Knowing whether to take your child to the doctor for a fever, rash or insect bite isn’t always a simple decision, especially if you’re a new parent.
“It’s easy to panic and make a trip to the hospital,” said Tamika Sellars, 30, of Topeka, and a single mom. Her son, Malachi Gamble, is 2.
She’s glad she received the book, “What To Do When Your Child Gets Sick,” through the Kansas Head Start Assn.
She believes the book has not only saved her from making unnecessary trips to the emergency room, but also from missing work. When her son’s temperature was high, she checked the book and realized that he had a slight fever that didn’t warrant a doctor’s appointment.
“It’s easy to read and it’s set up very simple,” she said.
The book covers 50 common childhood illnesses, injuries and health problems, such as cough, fever, diaper rash and bug bites. It is for parents of children from birth to age 10, and is written at a fifth-grade level so it’s easy to understand. For each health issue, it answers five questions:
• What is it?
• What do I see?
• What can I do at home?
• When do I call a doctor or nurse?
• What else should I know about it?
The book also comes with hands-on training on how to use it, which is the crucial piece, according to Mary Baskett, of Kansas Head Start.
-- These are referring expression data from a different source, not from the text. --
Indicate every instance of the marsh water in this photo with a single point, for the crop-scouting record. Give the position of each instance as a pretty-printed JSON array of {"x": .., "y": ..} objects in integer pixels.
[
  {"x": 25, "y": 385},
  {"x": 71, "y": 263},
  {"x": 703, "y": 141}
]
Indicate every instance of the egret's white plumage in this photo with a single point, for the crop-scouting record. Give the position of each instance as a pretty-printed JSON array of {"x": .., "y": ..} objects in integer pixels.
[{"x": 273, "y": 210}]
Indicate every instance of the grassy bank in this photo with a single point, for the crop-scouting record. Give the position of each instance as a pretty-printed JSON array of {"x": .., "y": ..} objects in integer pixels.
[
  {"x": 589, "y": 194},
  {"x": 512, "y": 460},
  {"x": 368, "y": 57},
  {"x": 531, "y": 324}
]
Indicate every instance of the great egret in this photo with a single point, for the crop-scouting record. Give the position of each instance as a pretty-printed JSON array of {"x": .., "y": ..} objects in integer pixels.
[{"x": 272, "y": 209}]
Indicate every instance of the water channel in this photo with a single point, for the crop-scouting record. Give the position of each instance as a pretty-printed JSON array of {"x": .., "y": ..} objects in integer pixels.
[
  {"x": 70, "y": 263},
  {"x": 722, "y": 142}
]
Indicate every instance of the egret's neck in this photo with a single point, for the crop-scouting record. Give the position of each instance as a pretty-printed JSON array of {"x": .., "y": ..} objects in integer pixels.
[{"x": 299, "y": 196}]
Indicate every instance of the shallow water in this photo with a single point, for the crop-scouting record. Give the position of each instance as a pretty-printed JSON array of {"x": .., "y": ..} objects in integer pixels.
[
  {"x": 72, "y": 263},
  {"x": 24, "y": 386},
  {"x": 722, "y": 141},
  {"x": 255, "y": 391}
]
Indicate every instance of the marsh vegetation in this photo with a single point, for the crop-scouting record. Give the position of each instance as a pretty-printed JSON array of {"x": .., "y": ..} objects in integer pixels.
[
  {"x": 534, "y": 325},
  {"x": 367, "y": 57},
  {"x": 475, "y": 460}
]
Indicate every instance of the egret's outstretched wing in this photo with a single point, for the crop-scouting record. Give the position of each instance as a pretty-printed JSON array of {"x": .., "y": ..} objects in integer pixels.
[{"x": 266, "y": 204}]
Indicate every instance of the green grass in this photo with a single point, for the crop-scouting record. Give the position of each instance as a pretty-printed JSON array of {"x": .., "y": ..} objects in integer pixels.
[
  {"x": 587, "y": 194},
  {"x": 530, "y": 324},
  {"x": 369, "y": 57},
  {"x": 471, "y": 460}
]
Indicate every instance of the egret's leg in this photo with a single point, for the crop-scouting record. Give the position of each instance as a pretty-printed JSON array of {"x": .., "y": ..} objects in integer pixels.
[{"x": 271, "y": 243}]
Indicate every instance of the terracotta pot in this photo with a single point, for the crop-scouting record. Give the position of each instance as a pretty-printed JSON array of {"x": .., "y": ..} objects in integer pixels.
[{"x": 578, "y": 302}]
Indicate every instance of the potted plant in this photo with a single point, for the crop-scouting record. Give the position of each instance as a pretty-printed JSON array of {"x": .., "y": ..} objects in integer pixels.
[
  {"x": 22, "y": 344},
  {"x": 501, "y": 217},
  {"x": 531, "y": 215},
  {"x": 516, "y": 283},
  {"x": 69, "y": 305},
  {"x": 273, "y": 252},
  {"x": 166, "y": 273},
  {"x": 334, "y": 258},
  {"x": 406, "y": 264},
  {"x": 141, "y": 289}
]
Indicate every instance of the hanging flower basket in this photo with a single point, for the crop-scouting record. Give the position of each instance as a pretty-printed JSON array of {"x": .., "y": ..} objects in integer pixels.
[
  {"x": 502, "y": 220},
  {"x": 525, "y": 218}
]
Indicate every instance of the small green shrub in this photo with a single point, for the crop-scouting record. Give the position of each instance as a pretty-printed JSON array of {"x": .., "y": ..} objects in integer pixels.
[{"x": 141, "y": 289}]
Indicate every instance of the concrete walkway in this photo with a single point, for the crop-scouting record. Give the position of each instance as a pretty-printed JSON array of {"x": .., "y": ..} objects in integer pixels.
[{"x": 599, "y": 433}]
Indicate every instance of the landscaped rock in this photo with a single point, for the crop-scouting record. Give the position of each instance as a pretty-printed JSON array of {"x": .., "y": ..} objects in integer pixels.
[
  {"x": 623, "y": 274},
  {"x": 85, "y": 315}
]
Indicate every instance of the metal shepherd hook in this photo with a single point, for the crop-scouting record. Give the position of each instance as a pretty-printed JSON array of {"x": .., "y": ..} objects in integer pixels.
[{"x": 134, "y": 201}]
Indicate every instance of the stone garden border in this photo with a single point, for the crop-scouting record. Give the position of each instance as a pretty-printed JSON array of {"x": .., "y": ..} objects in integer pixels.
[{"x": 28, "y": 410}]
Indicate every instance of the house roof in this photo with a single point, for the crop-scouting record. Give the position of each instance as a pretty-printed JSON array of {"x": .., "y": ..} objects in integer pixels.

“Many of our families don’t have very many, if any, books in the home. They certainly are not familiar with using books as a resource.”
She said often they get health information from a friend, family or television.
Sellars is among 6,000 Kansas parents who have received training and the book through Kansas Head Start during the past five years. A recent study shows these parents report:
• 39 percent fewer unnecessary doctor visits.
• 57 percent fewer emergency room visits.
• 60 percent fewer school days missed by children because of illness or injury.
• 47 percent fewer work days missed by parents because of children’s illness.
• 82 percent increased confidence in taking care of their children’s illnesses.
With such promising results, the United Methodist Health Ministry and Kansas Head Start Assn. are eager to get the book in more parents’ hands. Since 2007, United Methodist Health Ministry has provided $240,000 in grants for a Parent Health Literacy Project, including a $112,000, two-year grant in January.
With the grant, Kansas Head Start is providing books and training on how to use the books in hospitals, safety net clinics and other health organizations. It started in the Northeast Kansas region.
Since June, the book has been offered through Lawrence safety net clinics, Lawrence Memorial Hospital classes on newborn and baby care, and the Lawrence-Douglas County Health Department.
Lawrence residents Hossein Jooya and Kobra Nasiri, and their 1-month-old son, Milan Jooya, were at the health department on Thursday afternoon for a checkup with WIC (Women, Infants and Children) program coordinator Jennifer Church.
During the appointment, she handed them the book and reviewed how to use it.
They were grateful to have the information at their fingertips, especially because they don’t have any immediate family nearby. They tend to “google” things.
“It’s helpful, especially since this is our first child,” Nasiri said.
Deborah Boulware O’Neal, Parent Health Literacy Project director, said the goal is to have these books available in places besides Head Start throughout the state by 2012.
Plans also are under way to have the first Kansas Health Literacy Summit in June in Lawrence. It would target people who are involved in health care.
“We really feel like health literacy can help us raise the level of health for Kansans and also help to control the costs of insurance and costs of health care to the state,” she said.
At Lawrence Memorial Hospital, 3 percent of its patients use the ER for non-urgent care — for treatment of such maladies as a rash, earache, or short-term upper respiratory infection — and could be seen elsewhere.
Another 33 percent fall into a gray area, those people who perhaps could be seen elsewhere.
ABOUT HEALTH LITERACY
There’s a national movement to improve health literacy because it not only improves one’s health, but it reduces costs on the health system.
So, what is health literacy?
It is an individual’s ability to read, understand and use health care information to make decisions and follow instructions for treatment. Studies reveal that up to half of patients cannot understand basic health care information.
According to the American Medical Association, poor health literacy is “a stronger predictor of a person’s health than age, income, employment status, education level and race.”
Vulnerable populations include: elderly, minority populations, immigrants, low-income individuals and people who have chronic mental and/or physical conditions.